Absolutely stunning performance, including a nice mix of old and new material. If they are playing anywhere near you, and you like their musical style, you owe it to yourself to catch a show.

I took my 15 year old daughter and she really enjoyed it.
slipknot1
5 more days and will be seeing DcD in Budapest Hungary. Really, I wish I was up to snuff on the music, but it is not the first time I actually became a bigger fan post concert (ie...Mastadon...). Let you all know how it goes.
DcD, well I saw them. Beautiful music, no doubt but was not overly impressed. Not saying they did not put on great performance, but it seemed like the He vs She show. One song him, than one song her. 4 encores, really? I dont know, just ok in my books.
It’s just passed 11.00pm Sunday night Feb 3rd 2013 and I have returned home from seeing Dead Can Dance performing Anastasis at the Sydney Opera House in front of 2600 people.

The concert began on time without introduction or small talk….with six performers on stage including one drummer and another percussionist as well as two synthesisers.
During the evening, sometimes three synthesisers were employed.
Two banks of speakers hung from the ceiling whilst another two banks of speakers sat on either side of the stage, facing the performers and not the audience.
These were not the standard floor-box speakers often required for the performers to ‘hear’ themselves……but were twelve foot high ‘monsters’ capable of filling the hall with sound?

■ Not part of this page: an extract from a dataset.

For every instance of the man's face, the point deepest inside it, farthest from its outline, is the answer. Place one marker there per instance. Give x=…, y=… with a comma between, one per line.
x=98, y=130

I was centre stage in the tenth row of stalls and initially I was transfixed at how identical the sound mix matched what I heard on the vinyl release in my living room?
Every nuance was exactly as I knew it….the balance was identical…the ‘mix’ was identical…..the re-verb on the voices….the shimmer of the cymbals…..the depth of the synth-created bass notes.
But what really shook me was the ‘timing’?
The ‘timing’ of every track from Anastasis was a ‘clone’ of the album.
This is normally just not possible in my experience….as small ‘timing’ variations are simply a fact of life from performance to performance.

I was rolling my head and tapping my feet in exact syncopation with (and anticipation of) the musical ‘beat’….just as I do from my listening chair at home.

“How good is my system”….I thought to myself?
This is the closest I have ever come to accepting that I was finally re-creating the ‘live’ sound in my own home?
Strangely though….when they performed a track from their earlier album ‘Into The Labyrinth’….the mix, the balance and the timing were entirely different…and poorer than….the recording I have?

By the first encore….I was becoming uneasy.
Lisa Gerrard was singing back-up into a mike at stage front and then stepping back whilst Brendan Perry sang the lead. Strangely…..as she played the zills (finger cymbals)…..there was no mike when she stepped back, yet they sounded crystal clear and floated effortlessly over the dense instrumental melange filling the hall?
I then watched the drummer and percussionist…and couldn’t really hear their contribution apart from the shimmering cymbals. Yet the shimmering cymbals began either before the percussionist brushed them…or after?….and the under 30 Hz dominant throb was certainly not being produced by the drum?

For the final of three encores….a solo from Lisa….I carefully watched only her lips….and gasped at the subtle (yet visible) slip betwixt sight and sound?

As I walked from the Concert Hall amongst the adoring throng….I felt sickened at the realisation that we had all just paid to gather together to listen to a ‘recording’?

I would have thought DCD would have attracted more than just 2600. Maybe Lisa had laryngitis....??

:-)
Argh, your report leaves me queasy and disgruntled. The accelerating dissolution of the divide between performance reality and fiction continues to erode musical culture. I've seen a number of polls lately asking the public how they feel about this lip-sync phenomenon and ever larger numbers seem to feel it makes no difference. As a culture, we first lost the ability to tolerate physical imperfections in the appearance of media stars, expecting every image to be Photoshop perfection. Now, the same hyper-real expectations seem to be poisoning our ability to tolerate the glitches of live musical performance.